Stone tablet carved with the name Folded Brocade Hill
The climb to Bright Moon Peak
The staircase is steep but short and has handrails on the main flights, with pavilions and shaded terraces breaking the ascent. A steady walker reaches the top in 20 to 40 minutes; most people spend one to two hours on the hill in total. From Diecai Pavilion and the summit terrace the view runs a full circle: the green ribbon of the river, sugarloaf karst towers on every horizon, and the rooftops of Guilin filling the gaps. Locals treat it as the city's classic sunrise spot, and the east-facing terraces explain why.
The summit has one modern footnote worth knowing. In 1963, Marshal Zhu De and the educator Xu Teli, both then around eighty, climbed to the top together and left a verse that translates roughly as "climbing high without a cane, doffing my hat to the east wind". Their lines joined a collection of carved poems going back many centuries.
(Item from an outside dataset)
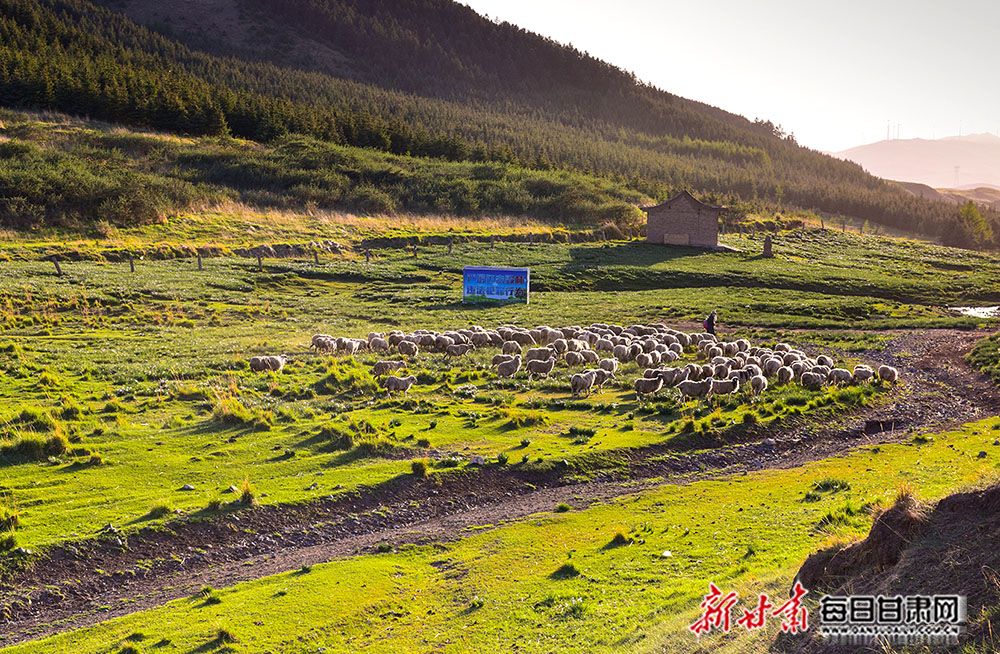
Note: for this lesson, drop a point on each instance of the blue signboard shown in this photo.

Wind Cave and the cliff carvings
Halfway up, the path funnels through Wind Cave (Feng Dong), a natural tunnel about 20 metres long and shaped like a gourd: open at both mouths, pinched in the middle. It began as an underground river channel, and its alignment pulls a draught through year-round, which feels like air conditioning on a humid Guilin afternoon. The walls hold Buddhist figures carved in the Tang and Song dynasties plus dozens of later poems and titles, including lines by the Qing poet Yuan Mei and the reformer Kang Youwei. This is the densest concentration of cliff inscriptions in the city, so slow down here rather than pushing straight for the top.

Carved stone inscription on the hill
Hours, tickets and booking
As of mid-2026 the gates open 06:00 to 18:30 from April through November (last entry 18:00) and 07:00 to 18:00 from December through March (last entry 17:30). Seasonal shifts happen, so treat on-site signage as final.
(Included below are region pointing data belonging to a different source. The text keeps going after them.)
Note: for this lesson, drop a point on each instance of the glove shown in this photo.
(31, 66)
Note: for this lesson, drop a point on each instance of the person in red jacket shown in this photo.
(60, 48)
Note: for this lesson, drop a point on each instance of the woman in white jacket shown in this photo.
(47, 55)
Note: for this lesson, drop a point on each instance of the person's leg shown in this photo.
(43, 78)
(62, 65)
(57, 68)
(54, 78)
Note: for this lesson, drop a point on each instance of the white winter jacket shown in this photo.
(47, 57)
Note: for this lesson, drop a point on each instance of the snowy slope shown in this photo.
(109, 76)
Entry is ticketed. Guilin has made some city sights free in recent years (Elephant Trunk Hill dropped its entry fee in 2022), but Folded Brocade Hill still charges a small fee, at the cheaper end of the city's attractions. The scenic-area operator also sells combo tickets pairing it with neighbouring Fubo Hill, worth considering if you plan to climb both. You can pay at the gate or book ahead through Chinese apps or English-language platforms such as Klook; online tickets are real-name, so have your passport number ready.
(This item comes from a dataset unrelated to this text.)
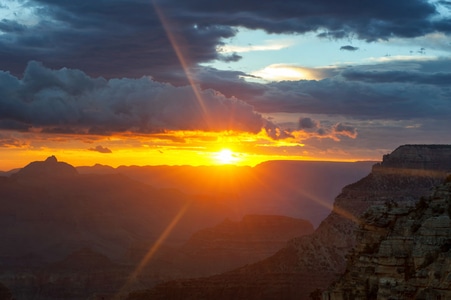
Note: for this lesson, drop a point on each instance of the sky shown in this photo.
(153, 82)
Getting there and what to pair it with
The hill stands in the northeast of central Guilin on the west bank of the Li River, a short taxi or ride-hail trip from anywhere downtown; several city buses stop at the Diecaishan stop by the entrance. The natural plan is to walk: Fubo Hill is about 15 minutes south along the riverbank, and the riverfront promenade continues toward the old town, so hill, hill and river make an unforced half day on foot. If you want a second viewpoint with a different character, Solitary Beauty Peak sits inside the old Jingjiang Princes' Palace a little further south.
When to go
April to November brings the greenest scenery and the clearest river views. Sunrise is the trophy: the terraces face east, the light hits the karst in layers, and the staircase is at its coolest. Summer is hot and humid, which makes an early start close to opening the sensible move; winter is quiet and crisp with shorter hours. After rain the stone steps turn slick, so grippy shoes earn their keep.
Highlights
- Summit terrace on 223-metre Bright Moon Peak, the highest point inside urban Guilin
- Layered limestone strata that earned the hill its 'folded brocade' name in a Tang dynasty essay
- Wind Cave, a 20-metre natural tunnel with a year-round draught and Tang- and Song-era Buddhist carvings
- Cliff poems spanning centuries, from Yuan Mei and Kang Youwei to the 1963 verse by Zhu De and Xu Teli
- Classic sunrise viewpoint over the Li River and Guilin's karst skyline
Travel Tips
Go early for sunrise
The pavilions near the summit face east over the Li River, so first light is the payoff and the staircase is at its coolest. Aim to arrive close to opening.
Wear grippy shoes
The stone staircase to Bright Moon Peak is steep and turns slick after rain. Sturdy, non-slip footwear makes the one-to-two-hour visit far easier.
Pair it with Fubo Hill
Fubo Hill is about 15 minutes south along the riverbank, and combo tickets covering both hills are sold; together with the riverfront they make a natural half day on foot.